There are three main problems that people with rare diseases seem to relay when asked. First, it takes way too long to get a diagnosis, as there is just not enough awareness about these diseases. Secondly, once you get a diagnosis, there is not a gold standard of treatment that is available or even agreement in many cases on what the treatment should be. Thirdly, there isn’t enough research to find treatments and cures for these rare diseases as most research is done to find cures for more common diseases.

Today, I am very thankful for the National Organization for Rare Disorders (NORD) for focusing on this population starting 30 years ago today.  NORD was instrumental in getting the Orphan Drug Act passed to encourage the development of treatments for rare diseases.  I am thankful for the awareness that today brings to all of the people who have not heard of rare diseases. It is always my goal to teach more people about rare diseases because maybe it will help someone get diagnosed earlier and begin treatment faster.

Of course, my passion for rare diseases began on a personal note.

It is a morning that I will never forget. June 18th at 8am. It came after a very long week of waiting. What originally seemed like a pesky rash had obviously become much more. Even though the doctors thought it was psoriasis, deep in my gut I knew that it was much, much more. As we waited for the biopsy results for a long 7 days, I went back and forth between convincing myself that it would be psoriasis and freaking out that it might be something much worse. When we arrived in the exam room, we were told that the biopsy results weren’t back yet. The nurse assured me that the doctor had noted that she was almost sure it was psoriasis. As we are driving away, I got a phone call to come back immediately. I knew at this moment that the news would not be good.

As the doctor carefully tries to tell me the biopsy results, she keeps saying this word that I cannot quite understand. Now, it is a word that rolls off my tongue, but at that moment Juvenile Dermatomyositis was as foreign and scary as can be. As the doctor got tears in her eyes telling us about this rare disease that affects most of the body systems, I because very protective of my then 11 year old daughter. She is looking at me with this terrified look because she knows something is very wrong, and she is scared. I didn’t dare ask more details in the exam room, as I had no idea what the answer might be in front of my daughter. Tests were ordered, and we were sent to the pediatrician to verify the medications that the doctor ordered were appropriate for her.

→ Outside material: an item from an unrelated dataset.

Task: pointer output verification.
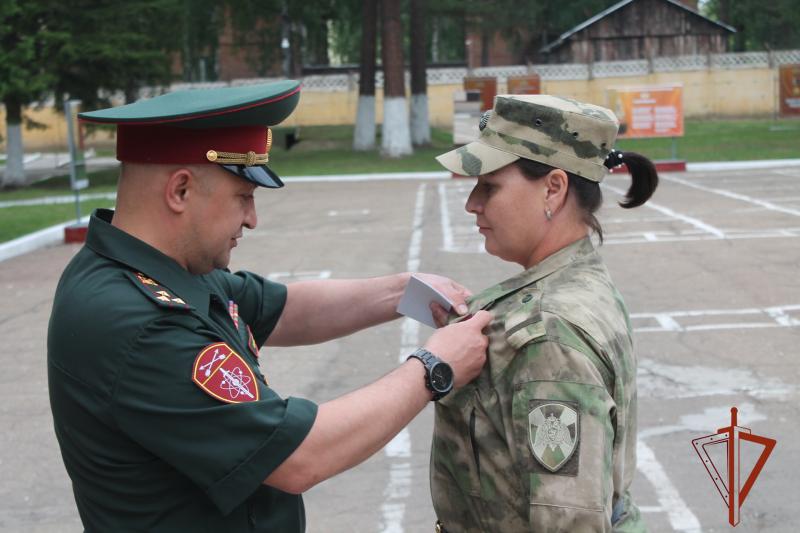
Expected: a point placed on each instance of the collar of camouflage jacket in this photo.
(544, 268)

I started googling right away and of course saw the “death” word in many of the articles. This was not the encouragement that I was looking for. I called a dear friend and asked him to be looking it up in his medical journals, and he started reading to me as I was driving.  In the next four weeks, I am pretty sure I googled Juvenile Dermatomyositis at least 1,000 times. I read everything I could get my hands on. My daughter’s doctor had never seen a case of it. Every physician friend I know had never had a case of it. We were referred to a pediatric rheumatologist who couldn’t take an appointment for 3 months. THREE MONTHS!?!?! What do we do in the meantime? How do I know if something is wrong? How do I know if the steroids you are giving her are helping? How do I know if they are not? Three months?

It was that week that I found the Cure JM organization, a non-profit dedicated to finding a cure for Juvenile Myositis, which is a rare autoimmune disease that affects about 5,000 kids in the US. Without this group, I am not sure how we would have survived the almost 3 years since diagnosis. This group of parents works tirelessly to raise awareness, to provide support for families, and to fund research. Most of us feel that without CureJM, there would be little to no research done. The fundraising efforts have helped create three centers of excellence for research and treatment, and it has even funded the first book on Juvenile Myositis for patients.

Thank you to organizations like Cure JM and NORD for paving the way to improve the lives of people with rare diseases one-step at a time. I am proud to do my part in the movement to raise awareness and to raise funds for research. I look forward to the day that there are more treatments and cures for rare diseases, especially Juvenile Myositis.